Questo si è sentito rispondere una paziente incinta che si era rivolta all’ospedale dell’Aquila per effettuare una diagnosi prenatale sul feto per evidenziare eventuali malattie genetiche e che ha raccontato la sua storia ad AbruzzoWeb.

Continuano i problemi e i disagi al dipartimento Materno-infantile del San Salvatore: dopo i parti vietati per le gestanti tra le 23 e le 32 settimane, l’assalto a Ginecologia di più pazienti rispetto al numero dei posti letto, con le donne parcheggiate in corsia e le polemiche sul pronto soccorso pediatrico sotto organico, giunge la notizia che le future mamme troppo giovani sono costrette a “emigrare” per sottoporsi all’amniocentesi.

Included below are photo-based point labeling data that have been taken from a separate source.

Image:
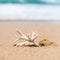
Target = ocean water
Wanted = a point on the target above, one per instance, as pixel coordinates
(31, 1)
(30, 9)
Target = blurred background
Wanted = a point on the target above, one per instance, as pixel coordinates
(30, 10)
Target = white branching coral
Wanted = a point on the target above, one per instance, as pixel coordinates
(29, 39)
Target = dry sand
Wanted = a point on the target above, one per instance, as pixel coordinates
(48, 31)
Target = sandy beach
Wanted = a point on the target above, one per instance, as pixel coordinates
(45, 31)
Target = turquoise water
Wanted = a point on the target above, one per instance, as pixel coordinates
(31, 1)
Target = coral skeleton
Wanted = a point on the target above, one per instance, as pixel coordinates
(29, 39)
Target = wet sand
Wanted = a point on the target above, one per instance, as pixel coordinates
(48, 31)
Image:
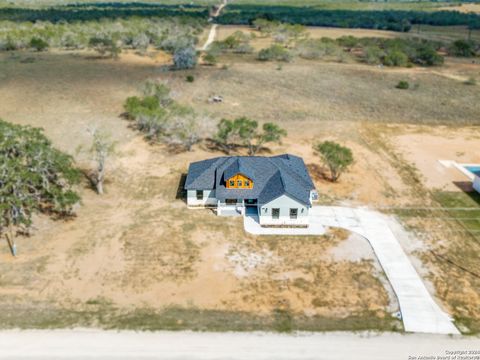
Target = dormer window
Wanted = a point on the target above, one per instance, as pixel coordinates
(239, 181)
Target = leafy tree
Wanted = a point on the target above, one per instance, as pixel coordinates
(335, 156)
(465, 48)
(396, 58)
(426, 55)
(209, 59)
(373, 55)
(105, 46)
(185, 58)
(403, 85)
(246, 130)
(34, 177)
(275, 52)
(38, 44)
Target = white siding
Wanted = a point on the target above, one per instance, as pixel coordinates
(476, 183)
(208, 198)
(284, 203)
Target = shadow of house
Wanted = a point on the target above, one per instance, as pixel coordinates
(181, 193)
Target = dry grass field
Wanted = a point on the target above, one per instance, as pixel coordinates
(138, 258)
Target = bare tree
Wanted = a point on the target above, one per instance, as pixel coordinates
(102, 148)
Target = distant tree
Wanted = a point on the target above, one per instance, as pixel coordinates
(403, 85)
(34, 177)
(38, 44)
(373, 55)
(275, 52)
(141, 42)
(101, 149)
(465, 48)
(105, 46)
(185, 58)
(209, 59)
(395, 58)
(427, 55)
(335, 156)
(246, 130)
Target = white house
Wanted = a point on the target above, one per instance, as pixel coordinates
(278, 189)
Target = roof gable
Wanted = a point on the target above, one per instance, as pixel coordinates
(273, 177)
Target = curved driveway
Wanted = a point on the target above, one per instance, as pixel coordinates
(420, 313)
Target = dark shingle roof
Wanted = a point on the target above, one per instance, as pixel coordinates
(272, 177)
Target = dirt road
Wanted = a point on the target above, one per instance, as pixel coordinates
(81, 344)
(213, 29)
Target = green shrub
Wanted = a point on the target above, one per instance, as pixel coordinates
(185, 58)
(470, 81)
(426, 55)
(336, 157)
(402, 84)
(38, 44)
(35, 178)
(105, 46)
(275, 52)
(465, 48)
(209, 59)
(395, 58)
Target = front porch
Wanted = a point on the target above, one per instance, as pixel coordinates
(234, 207)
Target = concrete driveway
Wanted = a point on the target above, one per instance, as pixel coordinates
(131, 345)
(420, 313)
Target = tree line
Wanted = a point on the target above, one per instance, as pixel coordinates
(106, 36)
(290, 41)
(395, 20)
(112, 11)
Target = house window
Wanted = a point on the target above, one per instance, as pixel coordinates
(275, 213)
(293, 213)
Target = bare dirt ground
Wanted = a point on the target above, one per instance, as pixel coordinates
(139, 247)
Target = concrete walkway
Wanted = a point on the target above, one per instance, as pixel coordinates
(420, 313)
(252, 226)
(96, 344)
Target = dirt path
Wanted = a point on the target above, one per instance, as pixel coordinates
(213, 30)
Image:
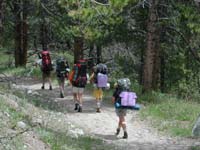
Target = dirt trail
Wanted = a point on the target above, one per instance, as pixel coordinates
(103, 125)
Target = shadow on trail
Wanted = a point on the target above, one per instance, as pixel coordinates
(108, 137)
(50, 99)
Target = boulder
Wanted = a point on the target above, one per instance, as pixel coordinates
(196, 128)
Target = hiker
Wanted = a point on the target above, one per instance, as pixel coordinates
(78, 78)
(46, 68)
(99, 79)
(62, 71)
(123, 100)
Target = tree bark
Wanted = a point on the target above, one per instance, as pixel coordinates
(99, 51)
(43, 34)
(78, 49)
(18, 34)
(21, 32)
(25, 34)
(151, 59)
(1, 21)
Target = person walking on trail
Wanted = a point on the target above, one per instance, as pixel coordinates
(99, 79)
(123, 99)
(78, 79)
(46, 68)
(62, 71)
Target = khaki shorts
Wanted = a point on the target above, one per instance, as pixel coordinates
(77, 90)
(120, 112)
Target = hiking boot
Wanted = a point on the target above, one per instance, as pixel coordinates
(98, 110)
(117, 131)
(76, 106)
(80, 109)
(125, 135)
(61, 95)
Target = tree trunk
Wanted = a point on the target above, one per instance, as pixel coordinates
(43, 34)
(18, 34)
(25, 34)
(99, 51)
(1, 21)
(151, 59)
(21, 32)
(78, 48)
(91, 60)
(162, 73)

La lettrice che ha segnalato la vicenda è, quindi, andata a Chieti, dove ha regolarmente svolto l’esame, pagando 400 euro.

“Avrei preferito dare quei soldi all’ospedale della mia città – ha spiegato la giovane – invece di portarli in un’altra struttura regionale, e in più mi sarei risparmiata la ‘trasferta’ teatina”.

Per decenni L’Aquila è stato tra i centri di eccellenza nell’ambito della genetica del Paese, tanto è vero, solo per fare un esempio, che gli ospedali di Teramo e Avezzano (L’Aquila) continuano a mandare i campioni di liquido amniotico prelevati presso il Laboratorio del nosocomio del capoluogo.

Proprio per questa ragione storica e alla luce del racconto della paziente “mancata”, appare sempre più incomprensibile il motivo per il quale L’Aquila stia perdendo strada su un terreno che l’ha vista primeggiare in Italia.

Il Laboratorio di genetica, in particolare, ha un lunghissimo e prestigioso pedigree alle spalle, mentre oggi si limita a fare solo alcuni esami, come la mappa cromosomica (in termine tecnico il “cariotipo”), che consente di individuare solo alcune tipologie di malattie dei feti, al contrario di altri laboratori che sono molto più all’avanguardia.

E sempre in tema di disservizi per le donne, un’altra lettrice ha riferito di aver chiesto ieri mattina la prenotazione per un esame senologico e di essersi sentita rispondere che la prima data utile è il 6 dicembre prossimo: cioè tra circa dieci mesi. (pi.bi.)